RuntimeError: size mismatch (got input: [3], target: [32])

ayesha_proma · May 26, 2025, 3:08am

import torch
import torch.nn as nn
import torch.nn.functional as F

class BiLSTMWithAttention(nn.Module):
def init(self, embedding_dim=768, hidden_dim=128, num_classes=3):
super(BiLSTMWithAttention, self).init()
self.bilstm = nn.LSTM(input_size=embedding_dim, hidden_size=hidden_dim, num_layers=1, batch_first=True, bidirectional=True)
self.attn = nn.Linear(2 * hidden_dim, 1)
self.dropout = nn.Dropout(0.3)
self.fc1 = nn.Linear(32, 128)
self.fc2 = nn.Linear(128, num_classes)

def forward(self, x):
    # x shape: (batch_size, seq_len, embedding_dim)
    lstm_out, _ = self.bilstm(x)  # lstm_out: (batch, seq_len, 2*hidden_dim)
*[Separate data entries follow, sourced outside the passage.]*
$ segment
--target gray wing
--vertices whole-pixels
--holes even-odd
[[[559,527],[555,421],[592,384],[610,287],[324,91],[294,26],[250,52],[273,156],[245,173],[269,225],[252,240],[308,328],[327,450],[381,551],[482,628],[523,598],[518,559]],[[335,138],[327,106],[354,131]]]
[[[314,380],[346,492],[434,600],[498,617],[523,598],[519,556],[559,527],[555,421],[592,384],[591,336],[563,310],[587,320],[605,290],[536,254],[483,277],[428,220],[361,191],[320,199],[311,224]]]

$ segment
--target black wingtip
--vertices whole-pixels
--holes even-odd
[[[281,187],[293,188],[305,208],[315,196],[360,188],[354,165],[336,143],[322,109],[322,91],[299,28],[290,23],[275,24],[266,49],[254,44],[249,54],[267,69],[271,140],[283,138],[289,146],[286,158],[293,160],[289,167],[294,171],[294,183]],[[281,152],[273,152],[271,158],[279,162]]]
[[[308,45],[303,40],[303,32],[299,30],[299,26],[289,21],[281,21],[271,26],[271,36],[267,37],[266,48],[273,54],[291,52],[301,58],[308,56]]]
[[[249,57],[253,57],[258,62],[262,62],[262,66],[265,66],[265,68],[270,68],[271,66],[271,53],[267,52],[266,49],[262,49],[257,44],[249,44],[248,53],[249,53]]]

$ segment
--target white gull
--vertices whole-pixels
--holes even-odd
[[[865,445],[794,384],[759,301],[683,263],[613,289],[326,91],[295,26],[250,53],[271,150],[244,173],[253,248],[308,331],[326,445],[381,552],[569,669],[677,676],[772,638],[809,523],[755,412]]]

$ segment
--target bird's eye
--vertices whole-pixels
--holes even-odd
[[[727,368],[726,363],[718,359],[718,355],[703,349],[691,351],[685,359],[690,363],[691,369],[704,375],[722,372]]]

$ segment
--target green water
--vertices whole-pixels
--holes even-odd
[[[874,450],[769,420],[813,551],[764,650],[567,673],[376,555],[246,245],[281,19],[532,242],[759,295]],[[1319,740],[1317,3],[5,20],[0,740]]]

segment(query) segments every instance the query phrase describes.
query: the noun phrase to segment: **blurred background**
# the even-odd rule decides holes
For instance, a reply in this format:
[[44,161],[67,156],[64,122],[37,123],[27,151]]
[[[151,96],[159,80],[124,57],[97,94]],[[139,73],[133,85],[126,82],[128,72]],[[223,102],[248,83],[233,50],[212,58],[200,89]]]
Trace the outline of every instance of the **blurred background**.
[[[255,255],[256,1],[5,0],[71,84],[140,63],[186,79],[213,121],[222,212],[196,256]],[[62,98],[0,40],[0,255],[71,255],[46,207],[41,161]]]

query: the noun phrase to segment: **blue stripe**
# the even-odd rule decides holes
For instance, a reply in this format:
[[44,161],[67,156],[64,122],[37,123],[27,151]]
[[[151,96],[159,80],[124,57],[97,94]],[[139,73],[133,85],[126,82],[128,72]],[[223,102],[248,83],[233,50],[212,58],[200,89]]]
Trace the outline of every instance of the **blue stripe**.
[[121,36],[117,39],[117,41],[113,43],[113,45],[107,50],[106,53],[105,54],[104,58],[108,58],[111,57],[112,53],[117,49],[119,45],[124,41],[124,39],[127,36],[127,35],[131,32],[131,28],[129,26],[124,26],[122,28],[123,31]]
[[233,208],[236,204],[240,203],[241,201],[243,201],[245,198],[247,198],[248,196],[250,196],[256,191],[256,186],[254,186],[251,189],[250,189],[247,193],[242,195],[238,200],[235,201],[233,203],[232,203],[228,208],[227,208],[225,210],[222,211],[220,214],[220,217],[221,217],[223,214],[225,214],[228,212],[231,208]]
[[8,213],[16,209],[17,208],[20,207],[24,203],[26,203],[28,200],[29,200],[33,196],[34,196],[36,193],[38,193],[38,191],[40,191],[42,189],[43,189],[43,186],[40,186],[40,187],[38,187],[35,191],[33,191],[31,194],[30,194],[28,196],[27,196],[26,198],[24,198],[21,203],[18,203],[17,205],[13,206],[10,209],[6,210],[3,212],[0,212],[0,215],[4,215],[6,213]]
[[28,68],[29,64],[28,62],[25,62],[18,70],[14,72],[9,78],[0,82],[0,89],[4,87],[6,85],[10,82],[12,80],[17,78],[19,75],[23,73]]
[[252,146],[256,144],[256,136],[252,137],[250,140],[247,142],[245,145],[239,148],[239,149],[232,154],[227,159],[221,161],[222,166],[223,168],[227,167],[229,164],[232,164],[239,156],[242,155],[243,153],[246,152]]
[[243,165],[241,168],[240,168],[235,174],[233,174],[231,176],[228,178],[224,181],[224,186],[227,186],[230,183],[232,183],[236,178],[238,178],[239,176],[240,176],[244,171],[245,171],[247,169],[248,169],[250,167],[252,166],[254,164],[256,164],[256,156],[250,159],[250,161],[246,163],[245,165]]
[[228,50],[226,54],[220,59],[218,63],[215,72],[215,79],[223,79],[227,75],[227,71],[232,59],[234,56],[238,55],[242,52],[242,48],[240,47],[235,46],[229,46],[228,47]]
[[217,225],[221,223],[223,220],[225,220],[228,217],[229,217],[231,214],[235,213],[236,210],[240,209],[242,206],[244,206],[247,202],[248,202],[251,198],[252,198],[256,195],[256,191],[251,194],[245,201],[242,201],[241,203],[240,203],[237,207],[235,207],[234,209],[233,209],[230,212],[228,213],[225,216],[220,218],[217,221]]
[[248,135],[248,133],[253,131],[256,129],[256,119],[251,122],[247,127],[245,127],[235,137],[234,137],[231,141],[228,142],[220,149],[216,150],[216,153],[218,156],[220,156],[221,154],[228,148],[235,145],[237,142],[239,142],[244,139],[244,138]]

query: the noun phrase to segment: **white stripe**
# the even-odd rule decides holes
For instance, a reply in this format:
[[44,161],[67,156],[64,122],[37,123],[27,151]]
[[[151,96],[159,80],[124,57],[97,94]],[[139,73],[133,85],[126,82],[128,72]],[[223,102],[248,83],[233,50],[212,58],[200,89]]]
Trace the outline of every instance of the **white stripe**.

    attn_scores = self.attn(lstm_out)  # (batch, seq_len, 1)
    attn_weights = torch.softmax(attn_scores, dim=1)  # (batch, seq_len, 1)
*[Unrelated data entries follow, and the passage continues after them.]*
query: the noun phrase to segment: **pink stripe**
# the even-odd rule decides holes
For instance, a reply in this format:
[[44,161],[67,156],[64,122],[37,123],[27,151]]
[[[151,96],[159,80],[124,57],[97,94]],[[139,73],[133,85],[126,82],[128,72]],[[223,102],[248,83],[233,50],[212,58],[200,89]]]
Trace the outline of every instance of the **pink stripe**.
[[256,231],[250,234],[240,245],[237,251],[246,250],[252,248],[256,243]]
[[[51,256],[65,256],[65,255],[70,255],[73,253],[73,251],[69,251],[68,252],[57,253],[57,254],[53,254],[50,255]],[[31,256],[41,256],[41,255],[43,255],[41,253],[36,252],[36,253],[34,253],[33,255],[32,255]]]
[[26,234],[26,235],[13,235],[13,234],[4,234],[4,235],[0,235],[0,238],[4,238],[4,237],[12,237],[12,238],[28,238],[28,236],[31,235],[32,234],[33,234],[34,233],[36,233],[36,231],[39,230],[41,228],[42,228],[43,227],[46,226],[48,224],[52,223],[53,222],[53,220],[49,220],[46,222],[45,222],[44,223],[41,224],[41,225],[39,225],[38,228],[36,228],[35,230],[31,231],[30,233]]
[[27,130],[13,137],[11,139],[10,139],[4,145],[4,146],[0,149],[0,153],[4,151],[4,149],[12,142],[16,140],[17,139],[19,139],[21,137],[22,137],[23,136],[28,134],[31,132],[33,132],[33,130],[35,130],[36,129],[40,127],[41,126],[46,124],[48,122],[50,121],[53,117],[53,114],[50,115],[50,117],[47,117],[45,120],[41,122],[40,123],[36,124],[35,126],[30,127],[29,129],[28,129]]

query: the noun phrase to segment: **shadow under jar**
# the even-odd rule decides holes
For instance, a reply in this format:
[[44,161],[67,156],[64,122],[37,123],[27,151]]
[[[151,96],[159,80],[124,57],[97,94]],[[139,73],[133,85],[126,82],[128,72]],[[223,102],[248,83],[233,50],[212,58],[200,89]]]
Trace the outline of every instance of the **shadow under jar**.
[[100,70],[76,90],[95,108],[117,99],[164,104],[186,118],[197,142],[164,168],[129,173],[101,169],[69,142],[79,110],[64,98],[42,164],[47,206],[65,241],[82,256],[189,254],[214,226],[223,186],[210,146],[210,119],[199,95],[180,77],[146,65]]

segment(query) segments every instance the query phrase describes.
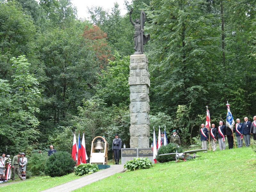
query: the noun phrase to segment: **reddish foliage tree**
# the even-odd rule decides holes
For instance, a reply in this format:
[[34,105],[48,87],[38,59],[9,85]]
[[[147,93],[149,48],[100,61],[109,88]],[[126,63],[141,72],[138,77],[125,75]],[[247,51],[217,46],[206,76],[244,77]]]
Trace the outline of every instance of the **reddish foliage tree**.
[[91,28],[86,26],[83,36],[88,42],[92,44],[97,59],[101,62],[100,67],[103,68],[108,63],[108,60],[113,59],[110,47],[107,41],[107,34],[98,26],[93,25]]

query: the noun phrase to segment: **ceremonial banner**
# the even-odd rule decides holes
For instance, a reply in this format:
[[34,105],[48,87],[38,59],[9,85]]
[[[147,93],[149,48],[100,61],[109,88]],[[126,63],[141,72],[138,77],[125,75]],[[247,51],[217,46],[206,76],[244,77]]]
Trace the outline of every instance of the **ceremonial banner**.
[[232,116],[232,114],[230,111],[229,106],[230,105],[228,104],[228,101],[227,102],[227,106],[228,107],[228,113],[227,114],[227,120],[226,120],[226,124],[227,126],[230,129],[233,130],[235,123],[233,116]]
[[165,132],[165,126],[164,126],[164,145],[165,146],[168,144],[168,141],[167,140],[167,137],[166,136],[166,132]]
[[84,133],[83,135],[82,145],[81,146],[81,156],[82,157],[81,163],[86,163],[86,161],[88,159],[88,156],[87,156],[85,150],[85,142],[84,141]]
[[158,133],[158,139],[157,140],[157,151],[160,148],[162,145],[162,142],[161,142],[161,131],[160,131],[160,126],[159,126],[159,131]]
[[80,133],[78,134],[78,141],[77,141],[77,146],[78,147],[77,153],[77,165],[81,163],[82,158],[81,157],[81,144],[80,143]]
[[77,148],[76,145],[76,134],[74,134],[74,138],[73,140],[73,146],[72,148],[72,158],[74,161],[77,161]]
[[211,127],[211,118],[210,118],[210,112],[208,109],[206,111],[206,122],[205,122],[205,127],[209,130]]
[[155,163],[156,163],[156,157],[157,153],[156,148],[156,132],[155,132],[155,127],[153,127],[154,129],[154,132],[153,133],[153,143],[152,150],[153,151],[153,159]]

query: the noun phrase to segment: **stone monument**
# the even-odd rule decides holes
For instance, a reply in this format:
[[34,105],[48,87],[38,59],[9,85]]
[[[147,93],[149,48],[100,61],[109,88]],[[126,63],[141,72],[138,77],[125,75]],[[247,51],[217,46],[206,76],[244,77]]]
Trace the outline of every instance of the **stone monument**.
[[121,149],[121,163],[124,164],[133,157],[147,157],[153,162],[153,152],[149,146],[149,118],[150,107],[148,96],[150,87],[148,62],[143,54],[143,45],[150,38],[144,34],[145,12],[141,11],[140,20],[134,22],[132,19],[132,9],[130,20],[134,27],[133,40],[135,52],[130,56],[130,72],[129,83],[130,86],[130,148]]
    context = torch.sum(attn_weights * lstm_out, dim=1)  # (batch, 2*hidden_dim)

    x = self.dropout(F.relu(self.fc1(context)))  # (batch, 128)
    return self.fc2(x)  # (batch, num_classes)

ajayrkumar · May 26, 2025, 6:07pm

There is a bug in your BiLSTMWithAttention class implementation.

The input to fc1 will be the context tensor, which has the shape of [batch, 2 * hidden_dim]. Hence the in_features to fc1 will be 2 * hidden_dim and not simply 32. No other changes are necessary.

TLDR:
fc1 should be initialized this way in the __init__ method: self.fc1 = nn.Linear(2 * hidden_dim, 128)

Hope this helps.

Kindly enclose your code snippets in code blocks for clarity and ease of reading.